1. A method for fitting a hearing aid worn by a wearer with a fitting system, comprising:

programming a three-dimensional gesture sensing input device adapted to input a plurality of gestures or speech by a user of the system during a fitting session and adapted to convert each of the gestures into information useable by the fitting system for the fitting session.

2. The method of claim 1, wherein the three-dimensional gesture sensing input device includes a Microsoft Kinect® input device.

3. The method of claim 1, wherein the information includes settings for the fitting system based on the gestures or speech.

4. The method of claim 1, wherein the information includes settings for the hearing aid based on the gestures or speech.

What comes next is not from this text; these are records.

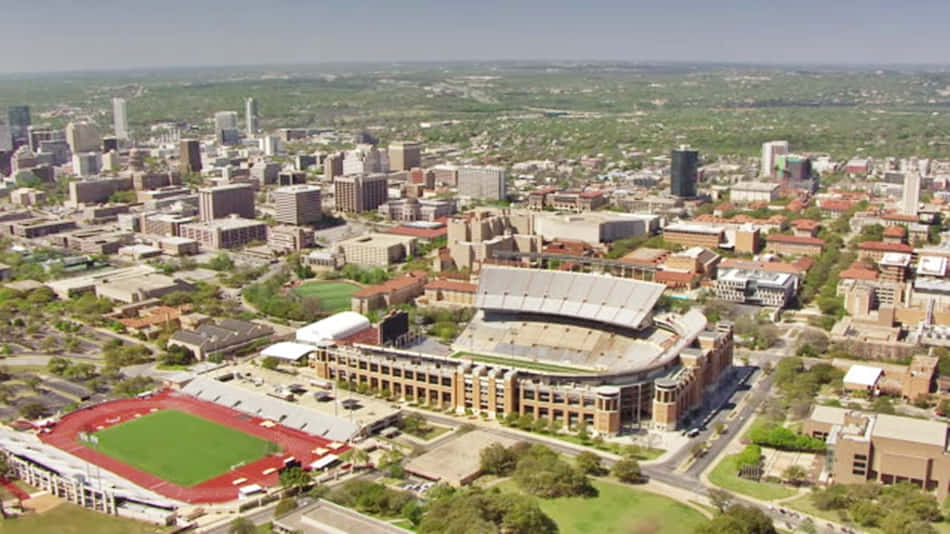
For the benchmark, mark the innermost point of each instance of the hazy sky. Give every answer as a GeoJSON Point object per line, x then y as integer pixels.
{"type": "Point", "coordinates": [51, 35]}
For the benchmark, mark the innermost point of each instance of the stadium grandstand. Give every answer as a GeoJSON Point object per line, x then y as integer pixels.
{"type": "Point", "coordinates": [70, 478]}
{"type": "Point", "coordinates": [289, 415]}
{"type": "Point", "coordinates": [563, 346]}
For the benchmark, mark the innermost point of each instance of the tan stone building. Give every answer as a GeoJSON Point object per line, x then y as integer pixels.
{"type": "Point", "coordinates": [378, 250]}
{"type": "Point", "coordinates": [882, 448]}
{"type": "Point", "coordinates": [694, 235]}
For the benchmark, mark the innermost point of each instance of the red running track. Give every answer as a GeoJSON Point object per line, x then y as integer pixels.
{"type": "Point", "coordinates": [65, 435]}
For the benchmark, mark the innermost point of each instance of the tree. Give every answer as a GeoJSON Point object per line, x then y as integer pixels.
{"type": "Point", "coordinates": [285, 506]}
{"type": "Point", "coordinates": [33, 410]}
{"type": "Point", "coordinates": [720, 498]}
{"type": "Point", "coordinates": [739, 519]}
{"type": "Point", "coordinates": [795, 474]}
{"type": "Point", "coordinates": [627, 470]}
{"type": "Point", "coordinates": [242, 525]}
{"type": "Point", "coordinates": [178, 355]}
{"type": "Point", "coordinates": [541, 472]}
{"type": "Point", "coordinates": [356, 456]}
{"type": "Point", "coordinates": [901, 522]}
{"type": "Point", "coordinates": [582, 432]}
{"type": "Point", "coordinates": [589, 463]}
{"type": "Point", "coordinates": [294, 478]}
{"type": "Point", "coordinates": [496, 459]}
{"type": "Point", "coordinates": [57, 365]}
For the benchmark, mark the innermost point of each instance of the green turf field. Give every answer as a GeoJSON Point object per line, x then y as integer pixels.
{"type": "Point", "coordinates": [334, 296]}
{"type": "Point", "coordinates": [617, 509]}
{"type": "Point", "coordinates": [179, 447]}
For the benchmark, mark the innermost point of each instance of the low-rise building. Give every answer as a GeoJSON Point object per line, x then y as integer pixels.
{"type": "Point", "coordinates": [225, 337]}
{"type": "Point", "coordinates": [379, 250]}
{"type": "Point", "coordinates": [875, 250]}
{"type": "Point", "coordinates": [27, 196]}
{"type": "Point", "coordinates": [389, 293]}
{"type": "Point", "coordinates": [749, 192]}
{"type": "Point", "coordinates": [794, 245]}
{"type": "Point", "coordinates": [694, 235]}
{"type": "Point", "coordinates": [286, 238]}
{"type": "Point", "coordinates": [450, 293]}
{"type": "Point", "coordinates": [755, 286]}
{"type": "Point", "coordinates": [883, 448]}
{"type": "Point", "coordinates": [231, 232]}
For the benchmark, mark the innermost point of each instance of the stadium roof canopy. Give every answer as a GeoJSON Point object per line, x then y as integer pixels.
{"type": "Point", "coordinates": [618, 301]}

5. The method of claim 1, further comprising logging the gestures or speech during the fitting session.

6. The method of claim 1, wherein the information indicates starting a fitting session.

7. The method of claim 1, wherein the information includes an indicated ear.

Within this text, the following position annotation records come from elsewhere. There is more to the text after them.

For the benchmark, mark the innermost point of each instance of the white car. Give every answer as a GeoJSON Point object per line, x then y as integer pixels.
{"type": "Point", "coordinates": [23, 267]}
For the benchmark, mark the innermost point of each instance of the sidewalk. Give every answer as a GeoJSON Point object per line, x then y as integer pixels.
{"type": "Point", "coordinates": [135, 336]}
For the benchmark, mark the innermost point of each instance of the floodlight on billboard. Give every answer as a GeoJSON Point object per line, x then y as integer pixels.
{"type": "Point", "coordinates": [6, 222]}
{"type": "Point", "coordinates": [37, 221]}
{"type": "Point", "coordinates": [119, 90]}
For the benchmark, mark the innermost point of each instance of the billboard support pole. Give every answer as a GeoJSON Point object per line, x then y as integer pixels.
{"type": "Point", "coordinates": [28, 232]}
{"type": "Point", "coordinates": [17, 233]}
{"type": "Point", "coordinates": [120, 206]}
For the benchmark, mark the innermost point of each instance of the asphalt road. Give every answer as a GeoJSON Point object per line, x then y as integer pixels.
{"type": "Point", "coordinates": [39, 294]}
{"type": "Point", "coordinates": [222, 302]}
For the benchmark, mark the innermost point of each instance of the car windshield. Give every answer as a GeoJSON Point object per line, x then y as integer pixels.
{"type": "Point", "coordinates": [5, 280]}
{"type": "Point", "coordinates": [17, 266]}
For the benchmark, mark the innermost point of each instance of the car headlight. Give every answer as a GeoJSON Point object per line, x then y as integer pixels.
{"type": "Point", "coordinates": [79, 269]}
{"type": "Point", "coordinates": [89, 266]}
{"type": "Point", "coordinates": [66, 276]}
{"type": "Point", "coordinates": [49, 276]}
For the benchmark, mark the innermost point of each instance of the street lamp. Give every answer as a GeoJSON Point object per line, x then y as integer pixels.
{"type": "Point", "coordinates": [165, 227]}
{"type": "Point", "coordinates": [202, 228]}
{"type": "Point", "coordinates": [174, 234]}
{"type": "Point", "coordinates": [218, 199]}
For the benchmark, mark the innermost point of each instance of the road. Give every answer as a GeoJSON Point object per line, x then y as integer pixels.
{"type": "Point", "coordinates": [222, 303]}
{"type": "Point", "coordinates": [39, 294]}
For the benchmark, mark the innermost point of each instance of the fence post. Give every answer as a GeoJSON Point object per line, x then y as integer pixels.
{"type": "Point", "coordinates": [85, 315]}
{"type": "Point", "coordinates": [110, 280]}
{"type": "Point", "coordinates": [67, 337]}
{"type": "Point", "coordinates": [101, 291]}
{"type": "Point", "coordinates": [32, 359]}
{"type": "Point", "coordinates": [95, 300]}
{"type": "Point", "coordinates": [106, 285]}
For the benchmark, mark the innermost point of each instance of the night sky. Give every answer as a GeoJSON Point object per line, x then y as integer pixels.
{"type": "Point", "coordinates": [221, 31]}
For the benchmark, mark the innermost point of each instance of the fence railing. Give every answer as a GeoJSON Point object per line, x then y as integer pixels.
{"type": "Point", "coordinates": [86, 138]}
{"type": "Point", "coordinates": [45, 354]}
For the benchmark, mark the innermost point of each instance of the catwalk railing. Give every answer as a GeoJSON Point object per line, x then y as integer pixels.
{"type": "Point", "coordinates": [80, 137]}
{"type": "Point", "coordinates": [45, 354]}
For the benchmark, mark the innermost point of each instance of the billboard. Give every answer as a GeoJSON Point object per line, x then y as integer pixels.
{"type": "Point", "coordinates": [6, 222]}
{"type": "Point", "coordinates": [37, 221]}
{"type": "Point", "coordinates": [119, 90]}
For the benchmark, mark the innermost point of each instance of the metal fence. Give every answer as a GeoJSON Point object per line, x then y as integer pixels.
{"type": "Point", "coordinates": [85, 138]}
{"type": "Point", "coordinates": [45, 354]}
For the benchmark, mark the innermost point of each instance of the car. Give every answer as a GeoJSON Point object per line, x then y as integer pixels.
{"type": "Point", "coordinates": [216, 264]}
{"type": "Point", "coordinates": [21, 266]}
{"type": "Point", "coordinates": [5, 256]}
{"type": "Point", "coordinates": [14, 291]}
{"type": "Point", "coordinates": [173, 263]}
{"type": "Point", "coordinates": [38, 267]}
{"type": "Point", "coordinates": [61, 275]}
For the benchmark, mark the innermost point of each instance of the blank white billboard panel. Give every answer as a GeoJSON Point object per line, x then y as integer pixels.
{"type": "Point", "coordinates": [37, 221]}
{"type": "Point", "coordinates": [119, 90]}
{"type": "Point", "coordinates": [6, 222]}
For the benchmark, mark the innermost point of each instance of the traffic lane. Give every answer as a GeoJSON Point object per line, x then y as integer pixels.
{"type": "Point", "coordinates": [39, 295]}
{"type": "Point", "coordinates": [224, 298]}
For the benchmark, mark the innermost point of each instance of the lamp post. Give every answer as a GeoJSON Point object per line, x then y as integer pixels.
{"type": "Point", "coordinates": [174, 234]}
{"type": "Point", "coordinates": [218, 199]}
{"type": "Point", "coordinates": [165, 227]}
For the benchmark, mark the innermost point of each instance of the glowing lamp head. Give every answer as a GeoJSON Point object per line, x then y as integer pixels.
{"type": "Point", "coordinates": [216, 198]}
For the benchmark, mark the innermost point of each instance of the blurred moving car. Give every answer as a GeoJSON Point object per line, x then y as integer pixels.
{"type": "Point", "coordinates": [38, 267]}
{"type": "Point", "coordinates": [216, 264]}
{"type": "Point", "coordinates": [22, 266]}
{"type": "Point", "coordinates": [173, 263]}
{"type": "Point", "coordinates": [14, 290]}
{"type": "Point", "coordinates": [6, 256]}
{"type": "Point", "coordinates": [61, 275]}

8. The method of claim 1, wherein the information indicates an environment change.

9. The method of claim 8, further comprising cycling a current memory environment to another environment.

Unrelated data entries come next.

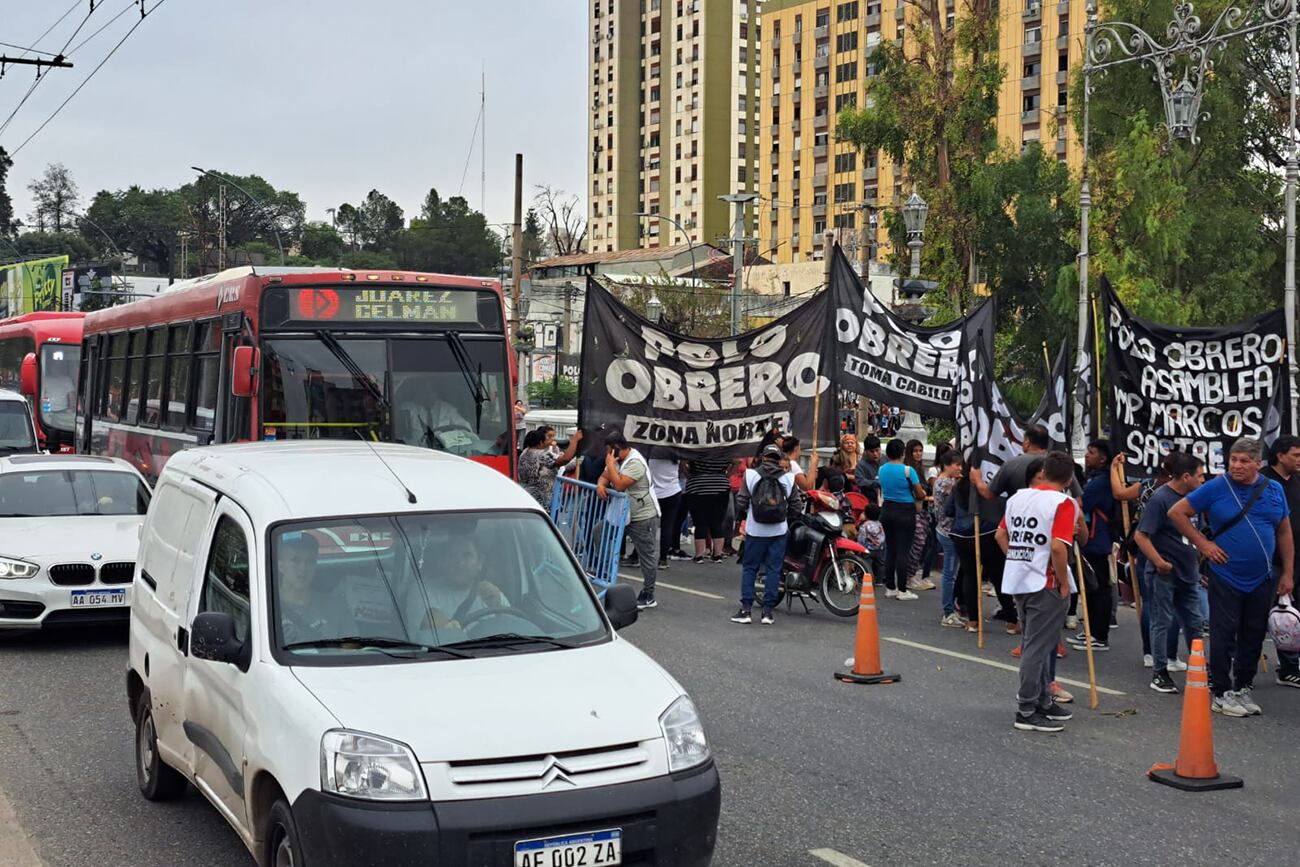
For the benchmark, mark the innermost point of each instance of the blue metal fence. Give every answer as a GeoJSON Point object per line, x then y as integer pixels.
{"type": "Point", "coordinates": [593, 527]}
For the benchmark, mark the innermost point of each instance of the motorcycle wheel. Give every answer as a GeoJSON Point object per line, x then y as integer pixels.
{"type": "Point", "coordinates": [840, 584]}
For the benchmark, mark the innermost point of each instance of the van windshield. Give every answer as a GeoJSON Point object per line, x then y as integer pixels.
{"type": "Point", "coordinates": [423, 586]}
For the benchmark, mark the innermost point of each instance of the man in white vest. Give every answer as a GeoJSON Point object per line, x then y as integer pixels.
{"type": "Point", "coordinates": [1036, 534]}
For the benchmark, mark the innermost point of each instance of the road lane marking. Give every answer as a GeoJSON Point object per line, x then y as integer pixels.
{"type": "Point", "coordinates": [992, 663]}
{"type": "Point", "coordinates": [674, 586]}
{"type": "Point", "coordinates": [836, 858]}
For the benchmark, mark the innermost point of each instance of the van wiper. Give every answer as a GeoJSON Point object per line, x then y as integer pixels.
{"type": "Point", "coordinates": [377, 642]}
{"type": "Point", "coordinates": [475, 381]}
{"type": "Point", "coordinates": [511, 638]}
{"type": "Point", "coordinates": [350, 364]}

10. The method of claim 1, wherein the information indicates a louder or softer volume setting.

11. The method of claim 1, wherein the information indicates playing certain media files.

12. The method of claim 1, wherein the information indicates to start the fitting session over.

13. The method of claim 1, wherein the information indicates that the fitting system should undo its last sensed change.

14. The method of claim 1, further comprising terminating the fitting session based on the information.

15. A system for sensing a plurality of gestured inputs or speech to a fitting system for fitting a hearing aid, the fitting system executing on a computer, the system comprising:

a three-dimensional gesture sensing input device for sensing the plurality of gestured inputs or speech made remotely from the computer to communicate with the fitting system; and

computer readable information stored in memory to associate each of the plurality of gestures or speech with an operation used in fitting the hearing aid,

wherein the computer readable information is accessible by the computer to convert each of the plurality of gestures or speech into an appropriate instruction to operate the fitting system based on each of the plurality of gestures or speech.

16. The system of claim 15, wherein the hearing aid includes a behind-the-ear (BTE) hearing aid.

17. The system of claim 15, wherein the hearing aid includes an in-the-ear (ITE) hearing aid.

18. The system of claim 15, wherein the hearing aid includes an in-the-canal (ITC) hearing aid.

19. The system of claim 15, wherein the hearing aid includes a completely-in-the-canal (CIC) hearing aid.

20. The system of claim 15, wherein the three-dimensional gesture sensing input device includes a Microsoft Kinect® input device.